While Ryan Saxe is taking a well-earned week off, JDB is stepping in with a two-pack of Flavor Digests! Today he discusses a weird puzzle of the Multiverse: how do all these characters from different worlds talk to each other?

“How are they even talking to each other?”

Picture this: a planeswalker arrives at a plane she has never visited before. She doesn’t know much about it beyond rumors gleaned from others who’ve been there.

Someone is nearby: a young woman who seems harmless enough. The planeswalker needs directions, so she starts up a conversation. And it works.

You’ve just seen the universal translator in action.

Translation and interpretation have been around for millennia; peace treaties in multiple languages are at least 3000 years old, and the famous Rosetta Stone has inscriptions in two languages and three writing systems. Not surprisingly, fiction must also account for differences in language. Sometimes a work revolves around those differences (as in Ted Chiang’s “Story of Your Life,” later filmed as Arrival).
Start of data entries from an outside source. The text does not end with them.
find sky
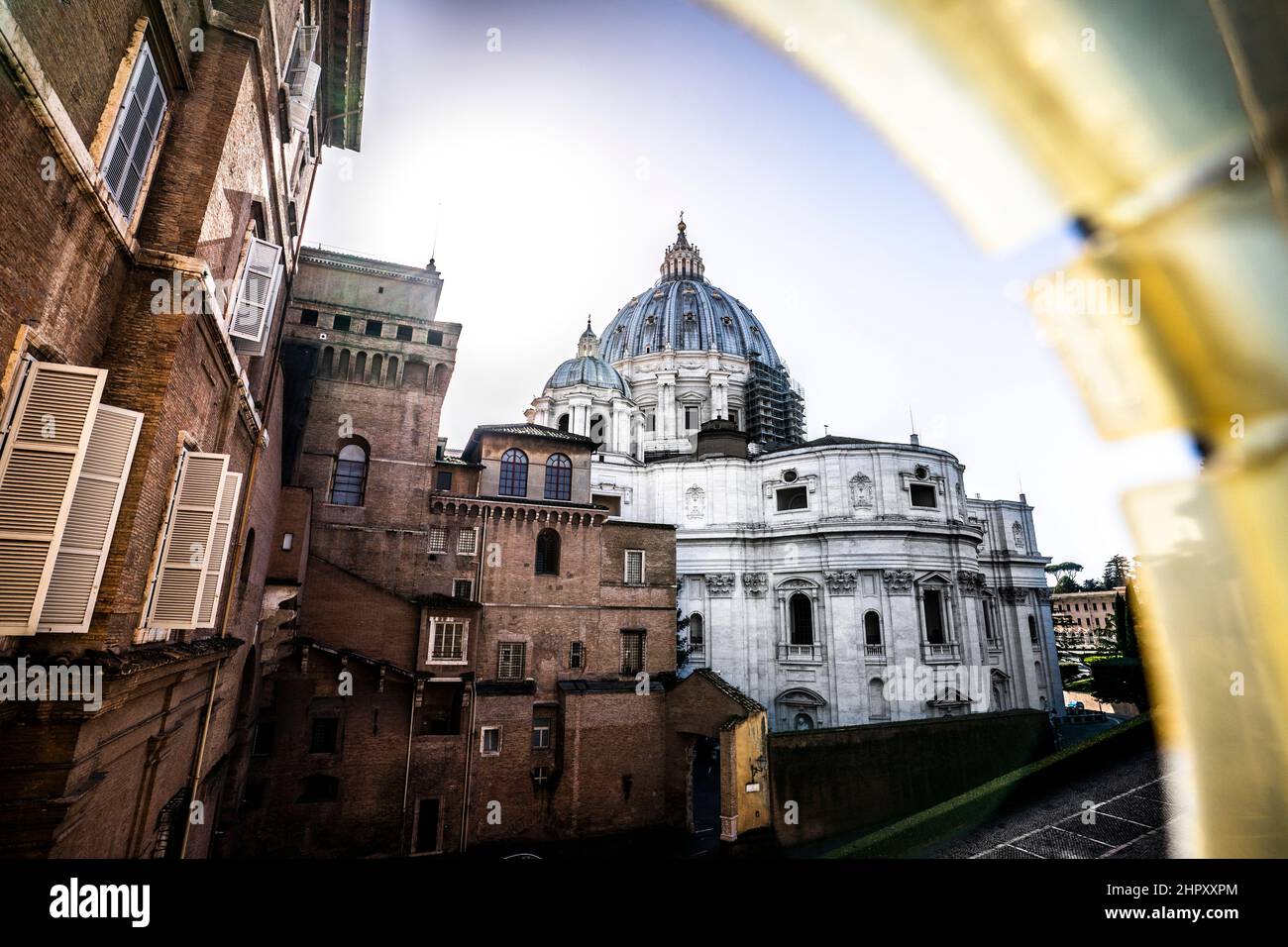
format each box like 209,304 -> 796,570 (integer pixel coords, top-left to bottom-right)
304,0 -> 1195,579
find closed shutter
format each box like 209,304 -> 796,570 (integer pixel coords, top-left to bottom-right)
143,453 -> 228,629
103,43 -> 166,220
0,362 -> 107,635
228,237 -> 282,346
40,404 -> 143,633
197,473 -> 241,627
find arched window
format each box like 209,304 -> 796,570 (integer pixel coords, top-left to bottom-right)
536,530 -> 559,576
496,451 -> 528,496
331,441 -> 368,506
690,612 -> 707,655
787,591 -> 814,644
863,612 -> 881,646
546,454 -> 572,500
868,678 -> 890,720
921,588 -> 948,644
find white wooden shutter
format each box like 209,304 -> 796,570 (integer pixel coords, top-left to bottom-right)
39,404 -> 143,633
197,473 -> 241,627
0,362 -> 107,635
103,42 -> 166,220
143,453 -> 228,629
228,237 -> 282,346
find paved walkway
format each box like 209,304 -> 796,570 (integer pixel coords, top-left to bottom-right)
936,750 -> 1177,858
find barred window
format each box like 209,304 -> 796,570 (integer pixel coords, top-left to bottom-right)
456,530 -> 478,556
496,642 -> 528,681
622,631 -> 644,674
429,618 -> 467,664
546,454 -> 572,500
626,549 -> 644,585
499,447 -> 528,496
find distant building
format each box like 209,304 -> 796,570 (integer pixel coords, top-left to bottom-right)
525,219 -> 1063,730
1051,585 -> 1127,652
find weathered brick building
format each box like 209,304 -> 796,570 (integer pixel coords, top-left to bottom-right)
229,249 -> 696,856
0,0 -> 368,857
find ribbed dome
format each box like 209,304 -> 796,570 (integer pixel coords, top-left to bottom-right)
599,219 -> 782,368
546,356 -> 631,398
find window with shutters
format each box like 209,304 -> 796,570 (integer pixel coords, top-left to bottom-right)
228,237 -> 284,356
496,642 -> 528,681
429,526 -> 447,553
622,631 -> 644,674
0,361 -> 143,635
625,549 -> 644,585
456,530 -> 480,556
102,40 -> 167,220
428,618 -> 469,664
142,451 -> 240,638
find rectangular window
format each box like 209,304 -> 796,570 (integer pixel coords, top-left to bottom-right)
496,642 -> 528,681
625,549 -> 644,585
456,530 -> 478,556
228,237 -> 284,356
429,526 -> 447,553
622,631 -> 644,674
909,483 -> 939,510
309,716 -> 340,753
103,40 -> 166,220
532,711 -> 555,750
413,798 -> 439,854
429,618 -> 468,664
252,720 -> 277,756
776,487 -> 808,513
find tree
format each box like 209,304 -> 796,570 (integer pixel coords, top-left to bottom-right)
1103,553 -> 1130,588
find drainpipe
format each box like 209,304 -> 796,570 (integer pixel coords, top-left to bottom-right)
460,505 -> 492,854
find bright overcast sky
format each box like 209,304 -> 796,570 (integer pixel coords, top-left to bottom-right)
305,0 -> 1193,578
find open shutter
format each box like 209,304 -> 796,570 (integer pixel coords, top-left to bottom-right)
39,404 -> 143,633
0,362 -> 107,635
103,43 -> 166,219
143,453 -> 228,629
228,237 -> 282,346
197,473 -> 241,627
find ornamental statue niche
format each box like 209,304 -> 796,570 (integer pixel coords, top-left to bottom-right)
684,483 -> 707,519
850,474 -> 872,510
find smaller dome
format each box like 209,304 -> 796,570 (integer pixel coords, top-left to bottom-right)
546,356 -> 631,398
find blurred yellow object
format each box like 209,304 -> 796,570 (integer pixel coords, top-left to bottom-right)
709,0 -> 1288,857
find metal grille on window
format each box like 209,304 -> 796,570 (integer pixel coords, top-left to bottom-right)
456,530 -> 478,556
622,631 -> 644,674
429,526 -> 447,553
626,549 -> 644,585
496,642 -> 527,681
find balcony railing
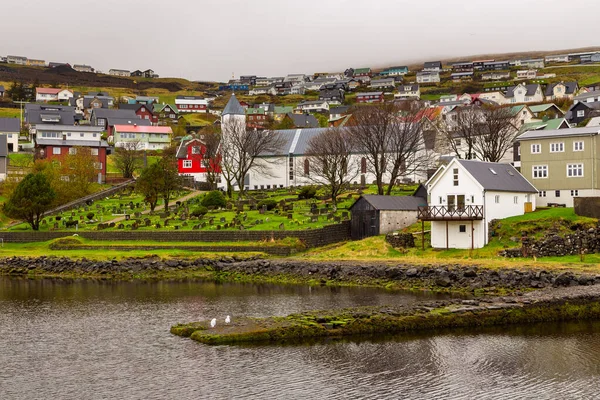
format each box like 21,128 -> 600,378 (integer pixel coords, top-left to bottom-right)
418,206 -> 483,221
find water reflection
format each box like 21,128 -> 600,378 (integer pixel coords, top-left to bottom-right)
0,278 -> 600,399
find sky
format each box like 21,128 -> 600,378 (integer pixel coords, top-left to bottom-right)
0,0 -> 600,81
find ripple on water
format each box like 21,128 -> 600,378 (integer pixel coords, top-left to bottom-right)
0,278 -> 600,399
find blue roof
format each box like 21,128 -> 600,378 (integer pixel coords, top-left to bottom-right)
221,94 -> 246,115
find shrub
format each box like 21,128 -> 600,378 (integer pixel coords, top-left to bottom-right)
202,190 -> 227,208
190,206 -> 208,217
257,199 -> 277,211
298,186 -> 317,200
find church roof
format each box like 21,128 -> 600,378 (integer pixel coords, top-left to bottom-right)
221,94 -> 246,115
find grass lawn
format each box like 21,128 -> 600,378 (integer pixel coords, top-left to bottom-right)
298,208 -> 600,271
0,108 -> 21,118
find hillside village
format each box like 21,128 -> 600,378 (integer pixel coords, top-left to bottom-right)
0,48 -> 600,252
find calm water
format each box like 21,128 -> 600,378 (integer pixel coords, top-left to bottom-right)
0,277 -> 600,399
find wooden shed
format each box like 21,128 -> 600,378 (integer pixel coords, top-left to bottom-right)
350,195 -> 427,240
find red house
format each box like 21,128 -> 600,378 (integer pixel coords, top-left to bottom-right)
119,104 -> 158,125
177,138 -> 220,182
356,92 -> 384,103
35,125 -> 109,180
Other fictional universes extrapolate real-world trends, such as the protocol droids of Star Wars.

The other major approach is to “patch” differences more-or-less automatically, which is often seen when language barriers would get in the way of telling a story. The Common language in Dungeons & Dragons helps keep routine interactions flowing and things like ancient inscriptions mysterious. Star Trek’s Universal Translators (capitalized as an in-universe official name) work much the same way, though sometimes translations don’t work or take time to help tell the desired story.

Magic: The Gathering exhibits a high degree of universal translation, which seems to ride along with the spark that lets planeswalkers travel between worlds. Interplanar organizations like the Gatewatch simply couldn’t function without it, and a story like “Chandra’s Origin: Fire Logic” would have ended far differently if Chandra Nalaar hadn’t understood the Regathan monk’s words of welcome.
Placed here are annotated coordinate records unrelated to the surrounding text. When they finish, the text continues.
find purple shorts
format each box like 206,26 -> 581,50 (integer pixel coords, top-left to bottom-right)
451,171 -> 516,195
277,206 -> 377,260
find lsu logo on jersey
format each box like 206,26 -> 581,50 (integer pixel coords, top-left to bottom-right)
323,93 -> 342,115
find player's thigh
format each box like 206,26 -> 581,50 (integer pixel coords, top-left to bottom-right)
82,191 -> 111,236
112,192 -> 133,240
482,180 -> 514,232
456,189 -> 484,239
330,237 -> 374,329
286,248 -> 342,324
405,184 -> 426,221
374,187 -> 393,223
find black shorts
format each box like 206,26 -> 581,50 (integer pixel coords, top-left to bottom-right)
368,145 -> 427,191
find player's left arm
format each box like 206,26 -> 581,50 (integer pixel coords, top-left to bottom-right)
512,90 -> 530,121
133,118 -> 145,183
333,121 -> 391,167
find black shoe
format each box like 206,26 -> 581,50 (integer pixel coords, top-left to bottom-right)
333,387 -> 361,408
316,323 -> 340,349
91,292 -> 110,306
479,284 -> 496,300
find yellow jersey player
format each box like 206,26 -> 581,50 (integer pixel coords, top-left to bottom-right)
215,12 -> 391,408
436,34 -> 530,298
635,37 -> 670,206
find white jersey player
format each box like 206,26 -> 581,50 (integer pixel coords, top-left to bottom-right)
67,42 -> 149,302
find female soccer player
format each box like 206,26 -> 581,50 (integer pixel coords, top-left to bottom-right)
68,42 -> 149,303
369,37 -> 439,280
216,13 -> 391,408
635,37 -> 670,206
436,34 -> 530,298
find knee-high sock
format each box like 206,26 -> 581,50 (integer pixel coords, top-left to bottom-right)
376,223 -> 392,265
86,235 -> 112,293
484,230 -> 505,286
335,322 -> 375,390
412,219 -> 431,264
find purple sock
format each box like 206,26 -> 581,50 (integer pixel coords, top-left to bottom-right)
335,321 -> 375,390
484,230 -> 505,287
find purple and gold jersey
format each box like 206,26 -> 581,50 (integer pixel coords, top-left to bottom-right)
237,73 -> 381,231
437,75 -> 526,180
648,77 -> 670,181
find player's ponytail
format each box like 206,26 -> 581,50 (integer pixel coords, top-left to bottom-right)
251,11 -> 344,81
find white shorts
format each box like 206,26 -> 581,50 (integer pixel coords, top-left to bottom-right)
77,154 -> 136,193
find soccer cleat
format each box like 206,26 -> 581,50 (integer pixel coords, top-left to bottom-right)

But Magic’s universal translator has its limitations, and unlike the thoroughly explained Babel fish of The Hitchhiker’s Guide to the Galaxy, much remains mysterious about it. (This old Doug Beyer piece is one of the best representations of Magic’s universal translator mechanics that I can find, and it’s not particularly helpful.)
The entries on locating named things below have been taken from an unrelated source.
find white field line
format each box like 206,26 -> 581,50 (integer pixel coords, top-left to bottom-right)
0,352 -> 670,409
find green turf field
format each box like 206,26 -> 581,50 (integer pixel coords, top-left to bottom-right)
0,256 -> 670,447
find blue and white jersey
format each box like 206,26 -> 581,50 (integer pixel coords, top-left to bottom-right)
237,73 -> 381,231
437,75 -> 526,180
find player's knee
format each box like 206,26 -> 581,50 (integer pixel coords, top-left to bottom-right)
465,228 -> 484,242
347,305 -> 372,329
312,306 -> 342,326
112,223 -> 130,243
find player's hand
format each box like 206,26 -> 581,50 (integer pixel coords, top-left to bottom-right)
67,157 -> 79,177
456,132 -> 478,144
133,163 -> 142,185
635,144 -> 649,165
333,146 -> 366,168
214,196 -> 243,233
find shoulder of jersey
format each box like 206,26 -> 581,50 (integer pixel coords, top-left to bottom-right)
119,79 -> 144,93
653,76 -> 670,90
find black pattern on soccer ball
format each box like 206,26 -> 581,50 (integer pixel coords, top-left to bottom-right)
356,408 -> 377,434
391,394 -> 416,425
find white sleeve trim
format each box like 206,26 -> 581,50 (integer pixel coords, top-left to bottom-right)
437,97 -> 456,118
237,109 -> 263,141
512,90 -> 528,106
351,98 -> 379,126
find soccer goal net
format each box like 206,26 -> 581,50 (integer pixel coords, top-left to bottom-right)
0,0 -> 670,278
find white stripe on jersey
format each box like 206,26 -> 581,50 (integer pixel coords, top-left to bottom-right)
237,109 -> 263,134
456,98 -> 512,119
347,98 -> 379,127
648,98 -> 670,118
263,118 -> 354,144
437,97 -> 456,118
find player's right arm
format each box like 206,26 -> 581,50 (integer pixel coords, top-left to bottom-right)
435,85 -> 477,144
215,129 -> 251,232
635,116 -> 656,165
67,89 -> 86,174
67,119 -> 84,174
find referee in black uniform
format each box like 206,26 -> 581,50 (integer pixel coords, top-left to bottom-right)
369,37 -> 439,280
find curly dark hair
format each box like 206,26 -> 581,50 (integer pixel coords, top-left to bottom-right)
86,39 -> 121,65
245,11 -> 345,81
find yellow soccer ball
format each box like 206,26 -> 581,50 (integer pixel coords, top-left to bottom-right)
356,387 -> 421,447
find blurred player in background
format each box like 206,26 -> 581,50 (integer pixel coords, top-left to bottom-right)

For one thing, Magic’s universal translator doesn’t cover idiomatic expressions or cultural knowledge.

One of the most notable recent examples of cultural knowledge influencing use of language comes from the Amonkhet story “Trust.” Gideon’s awkward hello gets met with a perplexed “What are you wearing?” from their aven greeter, requiring Jace to go rummaging in the aven’s mind for the right knowledge to fix the situation. Even then, things don’t exactly go smoothly:

Let me handle this,” Jace whispered in [Gideon’s] mind, while he stepped forward to address the aven. “Trust me,” he said, “clothes like this are the height of fashion in …” He frowned. “… In the district of Sef?”

As a rule, Gideon wished Jace wouldn’t go prying into other people’s heads. In this circumstance, though, it was a gift, allowing him to say exactly what the aven expected him to say.

“What were you doing in the desert?” the aven said. “And what did you do to the Hekma?”

Jace turned and looked at the iridescent barrier. “Really? You haven’t learned this technique yet … vizier of the … Hekma Guard that you are? Well, of course, that’s why I’m here in the … Nitin district, to teach you. With Kefnet. Of course.”

Soon after, the Gatewatch reveal their ignorance when they don’t know the ritual lines “May his return come quickly / And may we be found worthy” after any mention of Nicol Bolas, God-Pharaoh, arousing the suspicions of Temmet, Vizier of Naktamun.

And when Temmet brings the Gatewatch before his plane’s white-aligned God, Oketra the True, there’s a reminder of another limitation of Magic’s universal translator: names. As Chandra asks Gideon later:

She pulled away and looked up at him with a grin. “So—what did she call you?”

“Kytheon,” he said. “Kytheon Iora.” The name felt unfamiliar in his own mouth. “That … was my name. On Theros. A long time ago.”

“Kytheon, Gideon. Not too far off.”

“No. People on Bant heard it wrong or couldn’t say it right and it just sort of stuck. Gideon’s my name now.”

And yet Magic’s universal translator is remarkably resilient in other ways. Even though Jace has no recollection of his own name during “Jace, Alone,” he can still read the name of Vraska’s ship, The Belligerent, which must be written in either an Ixalani or (less likely) a Ravnican script, and Jace can communicate with her crew.

What new secrets of Magic’s universal translator might the Rivals of Ixalan story reveal? I’m excited to find out!